This assertion would not sound strange to us, but it was astounding to Maude.
“Would you ipocras and spice rather?”
“I never eat spice.”
“Will you eat a marchpane?”
“I never eat marchpane.”
Maude wondered what this impracticable being did condescend to do.
“Then a shive of bread and tryacle?”
“Bread, an’ you will: I am no babe, that I should lack sugar and tryacle.”
Maude procured refreshments, and the elder nun, first making the sign of the cross over her dry bread, began to eat; while Lady Isabel, who evidently had not reached an equal height of monastic sanctity, did not refuse any of the good things offered.
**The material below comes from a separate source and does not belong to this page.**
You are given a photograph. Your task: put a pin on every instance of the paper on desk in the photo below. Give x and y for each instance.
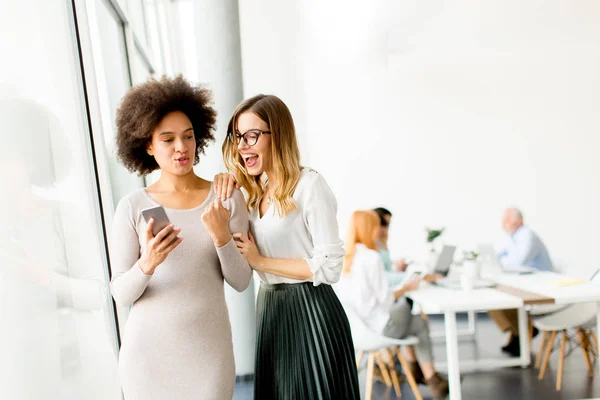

But when Maude attempted further conversation, the ascetic and acetic lady, intimating that it was prayer-time, and she could talk no more, pulled forth a huge rosary of wooden beads, from which the paint was nearly worn away, and began muttering Ave Marys in apparently interminable succession. “Now, Isabel,” said Constance, “prithee do me to wit of divers matters I would fain know. Mind thou, I have been shut up from all manner of tidings, good or ill, sithence this last March, and I have a sumpter-mule’s load of questions to ask at thee. But, first of all, how earnest thou hither?”
“Maybe thou shalt find so much in the answers to thy questions,” replied Isabel—a smile parting her lips which had in it more keenness than mirth.